Checks by the Data Manager
Once you’ve submitted and/or published a datapackage the Yoda Data Manager will perform a qualitative assessment.
The basic idea behind this assessment is that
- the datapackages are self-evident for other researchers
- meet basic standards of quality
- comply to sensitive data and privacy rules and regulations.
This assessment consists of a number of checks. Each category will have its own checks. Below you will find the I-Lab’s Data Manager check as an example.
- logical structure
- logical naming convention
There should be a codebook describing:
- the setup of the research
- the variables of the dataset
- the units used
- the instruments
- sampling method and
- sample size,
- experimental set up,
- Is there a document describing the dataset?

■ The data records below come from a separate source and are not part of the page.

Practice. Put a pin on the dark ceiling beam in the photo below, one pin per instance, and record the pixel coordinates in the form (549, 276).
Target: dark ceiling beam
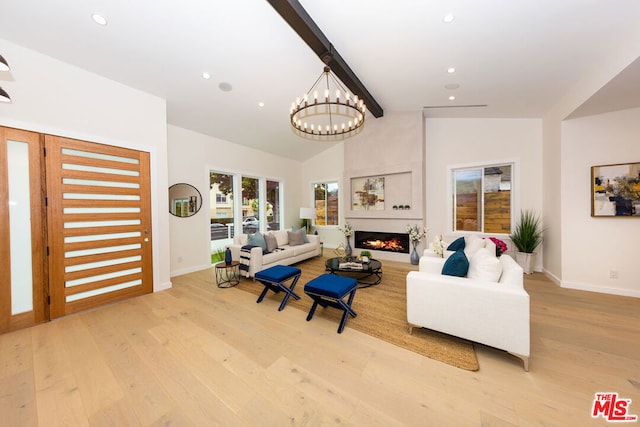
(298, 18)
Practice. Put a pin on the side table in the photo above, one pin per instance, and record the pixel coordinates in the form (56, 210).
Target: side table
(227, 275)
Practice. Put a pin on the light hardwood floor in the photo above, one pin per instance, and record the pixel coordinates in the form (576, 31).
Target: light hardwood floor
(200, 355)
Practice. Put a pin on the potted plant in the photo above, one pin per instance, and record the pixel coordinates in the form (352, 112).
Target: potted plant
(527, 236)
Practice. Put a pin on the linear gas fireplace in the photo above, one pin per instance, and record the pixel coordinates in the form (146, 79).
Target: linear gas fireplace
(381, 241)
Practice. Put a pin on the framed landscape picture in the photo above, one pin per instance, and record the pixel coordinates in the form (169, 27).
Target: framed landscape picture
(615, 190)
(367, 193)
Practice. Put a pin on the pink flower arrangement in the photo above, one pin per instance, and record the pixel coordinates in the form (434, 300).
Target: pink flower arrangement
(501, 247)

- If the dataset is based on raw data, which is not available in the set itself, there should be a reference to the location of the raw dataset.
- If the dataset contains data processed from raw data it should contain a description on how the former has been derived from the latter, e.g. by providing algorithms and/or transformation scripts.
- Validaty of data in a formal sense; e.g. an excel sheet with calculations should not contain cells with warnings like ‘invalid value’.
When publishing a datapackage
- Is there a valid License Type defined in the Yoda Metadata.
- If an embargo date has been defined in the Yoda Metadata, does it represent a reasonable period; e.g. when the datapackage is to be stored for 10 years and the embargo-date expires a day before the retention date of the datapackage, that will not be considered ‘reasonable’.
When submitting and/or publishing a datapackage
- Does the description filled out in the Yoda metadata form make sense; e.g. does the datapackage Description provide sufficient information, do the tags provide for good data discovery in the Catalogue, etc.?
- In case of Open Data: Does the dataset contain data which might be considered to be private or sensitive and thus can be considered as a liability?
Should the Data Manager conclude your dataset does not (yet) meet the quality standards for submission to the Vault and/or Publication, he will contact you and provide concrete suggestions for improvement.